Some parents were so worried that they tend to remind their children, "Remember to greet people! Remember to talk to your friends! Remember to answer questions! Remember to ......" Some parents even threatened their children, "You must speak! Or else......" If you force the children to speak without understanding them,  it may backfire.

This made me thought of my childhood experiences. Once there was a teacher who asked me a question. I sat on my place but looking at the teacher without saying any words. We looked at each other for so long. Then the teacher could not help but be angry and asked, "Do you have the answer?" I nodded my head. "Then why wouldn't you speak?!" When I heard this, it felt like tons of  magma splashing and hurting me. Since then, speaking in school became 1000 times harder.

Even though I was not being diagnosed as Selective Mutism, I guessed I could understand their feelings. Choosing not to speak make them feel safe. As long as they do not speak, they could avoid making mistakes. As long as they do not speak, they avoid troubles. As long as they do not speak, they avoid being laughed by others. As long as I do not speak, you could not do anything. Perhaps they were hurt by unfriendly words, or were afraid being in a brand new environment, hence remain silence has became a protection shield.

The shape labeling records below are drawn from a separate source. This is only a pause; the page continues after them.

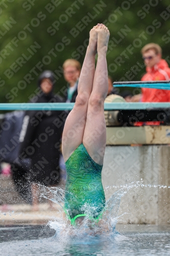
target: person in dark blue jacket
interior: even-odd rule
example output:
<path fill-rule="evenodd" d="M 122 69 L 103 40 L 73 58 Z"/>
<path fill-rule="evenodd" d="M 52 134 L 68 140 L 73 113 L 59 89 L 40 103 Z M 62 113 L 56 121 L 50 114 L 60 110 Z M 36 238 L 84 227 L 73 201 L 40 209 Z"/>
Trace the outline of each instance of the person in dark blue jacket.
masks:
<path fill-rule="evenodd" d="M 31 99 L 34 102 L 61 102 L 55 95 L 55 77 L 49 70 L 44 71 L 38 79 L 39 90 Z M 29 158 L 31 168 L 28 179 L 31 183 L 33 209 L 38 210 L 38 184 L 50 186 L 59 181 L 60 142 L 63 127 L 62 111 L 28 111 L 20 133 L 20 158 Z M 52 206 L 52 204 L 51 204 Z"/>

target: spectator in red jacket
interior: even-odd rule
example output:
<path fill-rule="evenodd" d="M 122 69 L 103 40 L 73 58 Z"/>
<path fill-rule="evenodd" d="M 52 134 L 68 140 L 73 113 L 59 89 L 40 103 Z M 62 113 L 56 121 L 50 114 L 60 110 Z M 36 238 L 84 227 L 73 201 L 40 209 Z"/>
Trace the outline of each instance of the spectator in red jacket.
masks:
<path fill-rule="evenodd" d="M 147 73 L 141 81 L 170 80 L 170 69 L 164 59 L 161 59 L 162 49 L 154 43 L 146 45 L 141 49 Z M 142 88 L 141 94 L 135 95 L 132 101 L 162 102 L 170 101 L 170 90 Z"/>

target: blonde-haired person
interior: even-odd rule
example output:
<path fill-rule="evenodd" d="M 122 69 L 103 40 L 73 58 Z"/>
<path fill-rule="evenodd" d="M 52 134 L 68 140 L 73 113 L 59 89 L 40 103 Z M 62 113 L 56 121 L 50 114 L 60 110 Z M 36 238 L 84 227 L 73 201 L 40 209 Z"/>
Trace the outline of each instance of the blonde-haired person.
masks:
<path fill-rule="evenodd" d="M 169 80 L 170 69 L 166 60 L 162 59 L 161 47 L 154 42 L 148 44 L 141 50 L 146 66 L 147 73 L 141 81 Z M 170 91 L 151 88 L 142 88 L 141 94 L 133 96 L 131 101 L 162 102 L 170 101 Z"/>
<path fill-rule="evenodd" d="M 78 95 L 77 88 L 81 72 L 81 65 L 74 59 L 66 59 L 63 65 L 64 77 L 68 83 L 68 88 L 65 95 L 67 102 L 75 102 Z"/>

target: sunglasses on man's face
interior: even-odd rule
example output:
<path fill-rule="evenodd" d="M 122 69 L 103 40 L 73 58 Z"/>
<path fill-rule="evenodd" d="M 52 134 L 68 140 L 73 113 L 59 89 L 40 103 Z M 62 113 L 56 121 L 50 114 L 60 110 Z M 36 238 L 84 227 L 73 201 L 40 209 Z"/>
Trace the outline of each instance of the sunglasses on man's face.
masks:
<path fill-rule="evenodd" d="M 142 59 L 145 60 L 145 59 L 149 59 L 150 60 L 151 59 L 153 59 L 154 57 L 155 57 L 156 55 L 154 56 L 149 56 L 148 57 L 142 57 Z"/>

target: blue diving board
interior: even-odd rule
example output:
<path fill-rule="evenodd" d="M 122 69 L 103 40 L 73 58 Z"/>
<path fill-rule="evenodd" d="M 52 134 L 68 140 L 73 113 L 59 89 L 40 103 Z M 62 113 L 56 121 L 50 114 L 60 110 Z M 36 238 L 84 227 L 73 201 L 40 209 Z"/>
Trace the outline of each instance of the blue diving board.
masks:
<path fill-rule="evenodd" d="M 170 81 L 131 81 L 114 82 L 114 87 L 137 87 L 170 90 Z"/>
<path fill-rule="evenodd" d="M 0 110 L 71 110 L 74 103 L 1 103 Z M 168 109 L 170 102 L 105 103 L 105 110 Z"/>

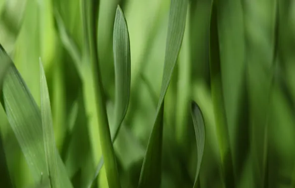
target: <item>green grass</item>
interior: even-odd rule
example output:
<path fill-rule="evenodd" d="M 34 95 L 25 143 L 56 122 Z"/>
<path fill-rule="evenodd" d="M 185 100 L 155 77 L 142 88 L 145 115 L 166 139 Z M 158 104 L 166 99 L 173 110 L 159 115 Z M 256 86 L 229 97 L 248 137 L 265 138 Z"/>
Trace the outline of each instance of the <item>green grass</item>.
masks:
<path fill-rule="evenodd" d="M 9 2 L 0 187 L 294 187 L 292 1 Z"/>

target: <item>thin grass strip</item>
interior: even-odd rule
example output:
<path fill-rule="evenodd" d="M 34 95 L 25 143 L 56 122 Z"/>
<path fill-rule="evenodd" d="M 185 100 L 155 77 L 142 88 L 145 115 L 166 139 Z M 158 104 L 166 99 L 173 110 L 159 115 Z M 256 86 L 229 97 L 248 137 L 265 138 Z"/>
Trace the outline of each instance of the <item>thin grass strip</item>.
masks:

You have the Right to Remain Silent and to Speak
Well these children really need to be loved. As a teacher, it is our mission to care for them and make them feel secure. Just imagine, how awful it is if you go to school feeling fearful everyday? Children are supposed to go to school happily in order to learn.

If you have a kid like that, it is crucial for the teachers to encourage the kid. Encourage him to take the first step and never give up. It would be impossible for him to speak immediately after your encouragement. We learn to crawl before we learn to walk. Before the child can speak his first word, there are several ways to help him in expressing his thoughts or feelings:

1. Express his feelings through drawing 
2. Express his thoughts through non-verbal cues, eg. nodding head to show that he 'wants' or 'agree', whereas shaking head to show that he 'does not want' or 'disagree'. 

Whenever the child can express himself through simple method, we give him recognition by telling him that, "Hey, that's right! Good job!"


Tell them that they did well on the things they did well; work with them on the things that they have a hard and difficult time with; and lead them by encouraging them that they can do well! (Joshua J)


A Selective Mutism kid feels secure when he remain silent. As long as they are being guided with love, they will be able to pick up speaking.